Beacon Center of Tennessee
- Founder: Drew Johnson
- Established: 2004
- Focus: Public policy in Tennessee
- President: Justin Owen
- Chair: John Cerasuolo
- Budget: Revenue: $2.42 million Expenses: $2.44 million (FYE December 2024)
- Slogan: "Empowering Tennesseans To Reclaim And Protect Their Freedoms"
- Formerly called: Tennessee Center for Policy Research
- Coordinates: 36°09′50″N 86°46′46″W﻿ / ﻿36.1639°N 86.7794°W
- Interactive map of Beacon Center of Tennessee
- Website: Official website

= Beacon Center of Tennessee =

American think tank

The Beacon Center of Tennessee, formerly the Tennessee Center for Policy Research (TCPR), is a non-profit free-market think tank based in Nashville, Tennessee.
The Center's research areas include tax and economic policy, education policy, and healthcare policy. The organization is a member of the State Policy Network.

TCPR supported the repeal of Tennessee's estate tax and has advocated for tort reform and school choice and against civil forfeiture.

==History and overview==
TCPR was founded in 2004 by Drew Johnson. Johnson left TCPR at the end of 2009. Justin Owen became president in August 2010.

TCPR estimated that its 2008 income would total about $400,000 for the year, roughly double its previous year's finances. The increase from 2007 to 2008 was attributed to publicity from its 2007 report on Al Gore's energy use. The organization received $481,000 in donations in 2012, with contributions totaling $1.2 million in 2013. The Beacon Center receives 54 percent of its funding from foundations, 43 percent from individual donors, 1.5 percent from corporate donations and 1.5 percent from other sources.

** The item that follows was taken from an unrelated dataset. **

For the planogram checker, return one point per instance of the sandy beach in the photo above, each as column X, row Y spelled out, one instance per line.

In September 2011, the organization announced that it had changed its name to "Beacon Center of Tennessee." In a message to supporters, president Justin Owen indicated that the new name would represent the organization's new mission, "to light the way for freedom and prosperity" in the state.

The Beacon Center is a member of the State Policy Network (SPN), a U.S. network of state-specific free-market oriented think tanks. SPN provides funding, training and other support for its member groups.

==Activities and positions==
The Beacon Center publicizes its views through publications, press releases, media interviews, and guest columns. Its publications include the annual "Tennessee Pork Report" (co-published with Citizens Against Government Waste) and a Legislators’ Guide to the Issues.

===Fiscal issues===
Beacon supports reductions in state government spending and the elimination or reduction of several Tennessee state taxes.

The organization supports an amendment to the Tennessee Constitution to ban a state income tax in order to "quash...attempts to pass such a tax once and for all." In 2014, Tennessee citizens voted for a constitutional amendment to ban a state income tax. In 2012, the Beacon Center was involved in repealing Tennessee's Death tax.

Beacon has advocated reducing or eliminating Tennessee's sales taxes on groceries, cigarettes, and gasoline.

In 2011, TCPR opposed a proposal to extend unemployment insurance benefits from a maximum of 79 weeks to a maximum of 99 weeks.

The Beacon Center and the Tennessee branch of the American Civil Liberties Union have worked together to try to end civil forfeiture in Tennessee.

=== Health care ===
In January 2015, Tennessee Governor Bill Haslam called a special session in order to expand Medicaid in Tennessee under the Affordable Care Act. The Beacon Center testified before Senate and House committees and took credit for defeating the bill.

Following the defeat of the Medicaid expansion, the Beacon Center advocated for direct primary care, a program in which patients could avoid purchasing health insurance and contract directly with their primary care physicians.

===Transparency===
In 2008, the organization accounted for 16 percent of all open records requests to the Tennessee executive branch. On one occasion, TCPR sued the state Department of Finance and Administration over delayed response to an open records request. In 2008, state officials responded to a TCPR open-records request for email messages from the Tennessee Department of Revenue by telling TCPR that it would have to pay $3,201 for each day of email messages it sought.

=== Environment ===

TCPR operated a website entitled "Carnival of Climate Change" which was skeptical of the scientific consensus on climate change. TCPR was one of the most significant organizations and individuals spreading climate disinformation, according to a 2009 report in Mother Jones magazine.

===Report on Al Gore's house===

In 2007 TCPR issued a report asserting that Al Gore's residence in the Nashville area used more than 20 times the energy of a typical home in the United States. Reporters who followed up on the allegations found that Gore's house did use more electricity than a typical home, but they also found that it was about 12 times the average for Nashville (20 times not including power from solar panels at the property), pointed out that the building functioned both as a residence and a business office for both Al and Tipper Gore, it was much larger than a typical home, and that Gore made substantial improvements to the home during 2007 that reduced its electricity consumption.